Lula engrossou a lista dos presidentes que já visitaram o país caribenho depois da tragédia, seguindo-se a Leonel Fernández (República Dominicana), Rafael Correa (Equador), Nicolás Sarkozy (França) e Michelle Bachelet (Chile). Segundo o blog do Planalto, os 23 jornalistas que acompanharam a comitiva presidencial no trajeto entre o aeroporto e a base militar também puderam perceber a dimensão da tragédia que assolou o país. “Alguns haitianos acenavam para os repórteres, numa demonstração de que, mesmo com a situação trágica, existe esperança a respeito da reconstrução”, relata o blog oficial.

O número
SOCORRO
540 toneladas
Total de donativos enviados pelo Brasil às vítimas do terremoto, incluindo água, alimentos, medicamentos e outros itens

 

O número
US$15 milhões
Ajuda financeira liberada pelo governo brasileiro para o Haiti

Encontro de amigos

Depois de passar cerca de seis horas no Haiti, o presidente Lula embarcou para El Salvador, última escala da viagem iniciada em Cancún, no México, para a Cúpula da América Latina e Caribe (Calc), com uma visita de despedida a Fidel e Raúl Castro, em Cuba. Em San Salvador, Lula foi recebido pelo chanceler Hugo Martínez e depois jantou com o presidente Mauricio Funes, casado com uma brasileira que representa o Partido dos Trabalhadores (PT) na a América Central.

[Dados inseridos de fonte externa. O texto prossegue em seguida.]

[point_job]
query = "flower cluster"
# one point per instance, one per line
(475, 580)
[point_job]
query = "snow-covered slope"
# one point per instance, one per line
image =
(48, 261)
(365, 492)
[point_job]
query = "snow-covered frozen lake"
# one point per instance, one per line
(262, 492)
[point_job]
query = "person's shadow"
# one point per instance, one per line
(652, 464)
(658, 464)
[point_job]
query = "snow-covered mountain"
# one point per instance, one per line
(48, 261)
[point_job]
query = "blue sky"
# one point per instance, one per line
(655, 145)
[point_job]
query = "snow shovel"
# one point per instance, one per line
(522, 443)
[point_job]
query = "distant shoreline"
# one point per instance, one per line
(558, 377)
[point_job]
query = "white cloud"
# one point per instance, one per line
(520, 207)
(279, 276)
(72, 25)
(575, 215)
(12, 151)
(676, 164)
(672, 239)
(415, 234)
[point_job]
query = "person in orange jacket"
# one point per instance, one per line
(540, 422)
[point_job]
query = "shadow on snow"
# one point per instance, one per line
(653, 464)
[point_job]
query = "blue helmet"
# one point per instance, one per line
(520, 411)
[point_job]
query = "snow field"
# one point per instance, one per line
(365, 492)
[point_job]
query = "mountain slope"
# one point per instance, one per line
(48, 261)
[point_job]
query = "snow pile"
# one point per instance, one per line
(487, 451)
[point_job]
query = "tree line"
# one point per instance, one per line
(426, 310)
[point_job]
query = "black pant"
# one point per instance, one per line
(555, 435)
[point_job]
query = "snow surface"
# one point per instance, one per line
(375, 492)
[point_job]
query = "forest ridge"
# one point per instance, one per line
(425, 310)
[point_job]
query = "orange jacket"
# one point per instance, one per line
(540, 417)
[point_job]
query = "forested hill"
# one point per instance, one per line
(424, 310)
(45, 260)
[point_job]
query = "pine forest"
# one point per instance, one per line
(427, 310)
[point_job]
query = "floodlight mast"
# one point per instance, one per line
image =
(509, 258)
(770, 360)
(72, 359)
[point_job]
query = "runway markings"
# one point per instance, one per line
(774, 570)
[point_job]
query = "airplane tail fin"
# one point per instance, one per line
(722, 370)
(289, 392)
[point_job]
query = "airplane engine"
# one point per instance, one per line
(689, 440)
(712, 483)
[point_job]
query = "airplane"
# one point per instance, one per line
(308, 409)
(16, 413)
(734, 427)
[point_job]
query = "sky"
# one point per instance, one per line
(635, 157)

Funes não esconde sua admiração por Lula e, assim que foi eleito, prometeu seguir o exemplo do governante brasileiro em seu mandato como presidente de El Salvador. No encontro de hoje, os dois trocarão condecorações: o salvadorenho entregará ao visitante a Ordem Nacional José Matías Delgado, e retribuirá a homenagem com a Ordem do Cruzeiro do Sul.

Lula e Funes se reunirão com empresários brasileiros e salvadorenhos e visitarão a cripta na Catedral de San Salvador onde está sepultado monsenhor Oscar Arnulfo Romero. O assassinato de dom Oscar Romero, baleado por esquadrões de ultradireita em 24 de março de 1980, foi o estopim para uma década de guerra civil.